GetProtein module¶
Created on Sat Jul 13 11:18:26 2013
This module is used for downloading the PDB file from RCSB PDB web and
extract its amino acid sequence. This module can also download the protein
sequence from the uniprot (http://www.uniprot.org/) website. You can only
need input a protein ID or prepare a file (ID.txt) related to ID. You can
obtain a .txt (ProteinSequence.txt) file saving protein sequence you need.
Authors: Zhijiang Yao and Dongsheng Cao.
Date: 2016.06.04
Email: gadsby@163.com
-
GetProtein.
GetPDB
(pdbidlist=[])[source]¶ Download the PDB file from PDB FTP server by providing a list of pdb id.
-
GetProtein.
GetProteinSequence
(ProteinID)[source]¶ Get the protein sequence from the uniprot website by ID.
Usage:
result=GetProteinSequence(ProteinID)
Input: ProteinID is a string indicating ID such as “P48039”.
-
GetProtein.
GetProteinSequenceFromTxt
(path, openfile, savefile)[source]¶ Get the protein sequence from the uniprot website by the file containing ID.
Usage:
result=GetProteinSequenceFromTxt(path,openfile,savefile)

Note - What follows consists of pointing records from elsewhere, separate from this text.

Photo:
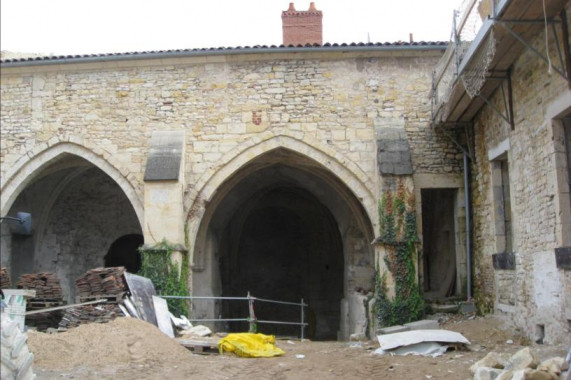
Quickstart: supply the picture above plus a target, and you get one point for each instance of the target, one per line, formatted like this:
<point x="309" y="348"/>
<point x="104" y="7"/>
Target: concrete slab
<point x="444" y="308"/>
<point x="467" y="307"/>
<point x="391" y="330"/>
<point x="425" y="324"/>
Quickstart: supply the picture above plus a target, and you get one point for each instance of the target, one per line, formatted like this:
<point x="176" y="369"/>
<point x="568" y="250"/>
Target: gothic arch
<point x="29" y="167"/>
<point x="345" y="171"/>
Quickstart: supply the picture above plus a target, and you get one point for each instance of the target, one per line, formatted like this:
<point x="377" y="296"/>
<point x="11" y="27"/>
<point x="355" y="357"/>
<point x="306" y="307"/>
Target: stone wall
<point x="222" y="103"/>
<point x="534" y="293"/>
<point x="324" y="110"/>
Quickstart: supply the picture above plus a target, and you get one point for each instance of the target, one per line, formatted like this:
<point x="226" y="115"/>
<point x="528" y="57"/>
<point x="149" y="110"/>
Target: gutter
<point x="210" y="52"/>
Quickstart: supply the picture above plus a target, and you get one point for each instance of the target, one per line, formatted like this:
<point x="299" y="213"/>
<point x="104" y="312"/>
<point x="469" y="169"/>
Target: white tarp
<point x="424" y="349"/>
<point x="407" y="338"/>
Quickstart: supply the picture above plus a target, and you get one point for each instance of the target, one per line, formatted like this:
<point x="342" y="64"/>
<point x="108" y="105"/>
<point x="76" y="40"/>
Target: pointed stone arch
<point x="30" y="167"/>
<point x="344" y="170"/>
<point x="280" y="173"/>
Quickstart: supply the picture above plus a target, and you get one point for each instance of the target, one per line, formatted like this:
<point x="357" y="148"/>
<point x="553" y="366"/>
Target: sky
<point x="108" y="26"/>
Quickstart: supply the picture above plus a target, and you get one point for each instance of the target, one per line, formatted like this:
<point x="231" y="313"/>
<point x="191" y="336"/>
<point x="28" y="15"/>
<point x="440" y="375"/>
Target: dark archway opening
<point x="283" y="244"/>
<point x="79" y="210"/>
<point x="439" y="248"/>
<point x="125" y="252"/>
<point x="284" y="227"/>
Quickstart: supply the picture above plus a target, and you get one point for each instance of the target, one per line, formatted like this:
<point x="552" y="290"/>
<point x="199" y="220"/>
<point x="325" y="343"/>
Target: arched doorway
<point x="124" y="252"/>
<point x="78" y="211"/>
<point x="284" y="227"/>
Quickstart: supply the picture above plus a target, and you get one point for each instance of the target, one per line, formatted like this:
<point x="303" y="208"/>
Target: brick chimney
<point x="302" y="27"/>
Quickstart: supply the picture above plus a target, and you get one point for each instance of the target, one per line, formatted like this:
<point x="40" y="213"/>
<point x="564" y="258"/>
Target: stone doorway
<point x="439" y="269"/>
<point x="283" y="227"/>
<point x="78" y="211"/>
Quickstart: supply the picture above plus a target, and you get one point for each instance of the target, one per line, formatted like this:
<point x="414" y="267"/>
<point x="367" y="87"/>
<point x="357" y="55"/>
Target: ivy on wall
<point x="158" y="267"/>
<point x="397" y="220"/>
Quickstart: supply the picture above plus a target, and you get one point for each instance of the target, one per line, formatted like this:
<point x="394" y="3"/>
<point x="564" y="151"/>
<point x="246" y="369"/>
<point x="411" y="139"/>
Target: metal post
<point x="302" y="320"/>
<point x="252" y="319"/>
<point x="467" y="213"/>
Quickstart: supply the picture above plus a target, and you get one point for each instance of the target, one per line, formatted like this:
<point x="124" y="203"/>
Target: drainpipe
<point x="467" y="211"/>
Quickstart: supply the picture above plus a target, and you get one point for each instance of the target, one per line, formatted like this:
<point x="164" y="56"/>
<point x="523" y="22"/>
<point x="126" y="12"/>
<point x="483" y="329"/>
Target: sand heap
<point x="122" y="341"/>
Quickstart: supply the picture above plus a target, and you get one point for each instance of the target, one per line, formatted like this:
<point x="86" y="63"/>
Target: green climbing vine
<point x="158" y="267"/>
<point x="397" y="220"/>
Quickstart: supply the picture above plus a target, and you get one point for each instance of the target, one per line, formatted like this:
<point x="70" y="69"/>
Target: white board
<point x="390" y="341"/>
<point x="163" y="316"/>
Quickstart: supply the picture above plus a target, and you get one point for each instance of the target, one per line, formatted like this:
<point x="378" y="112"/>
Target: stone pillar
<point x="164" y="183"/>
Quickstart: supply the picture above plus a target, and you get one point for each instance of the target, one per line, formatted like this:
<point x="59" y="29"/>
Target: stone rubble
<point x="523" y="365"/>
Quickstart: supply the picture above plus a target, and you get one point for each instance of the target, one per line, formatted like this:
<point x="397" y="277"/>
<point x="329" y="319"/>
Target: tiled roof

Input: path is a directory path containing the ID file such as “/home/orient/protein/”
openfile is the ID file such as “proteinID.txt”
-
GetProtein.
IsFasta
(seq)[source]¶ Judge the Seq object is in FASTA format. Two situation: 1. No seq name. 2. Seq name is illegal. 3. No sequence.
Parameters: seq – Seq object.
-
GetProtein.
ReadFasta
(f)[source]¶ Read a fasta file.
Parameters: f – HANDLE to input. e.g. sys.stdin, or open(<file>)
-
exception
GetProtein.
TimeoutException
[source]¶ Bases:
exceptions.Exception
-
GetProtein.
pdbDownload
(file_list, hostname='ftp.wwpdb.org', directory='/pub/pdb/data/structures/all/pdb/', prefix='pdb', suffix='.ent.gz')[source]¶ Download all pdb files in file_list and unzip them.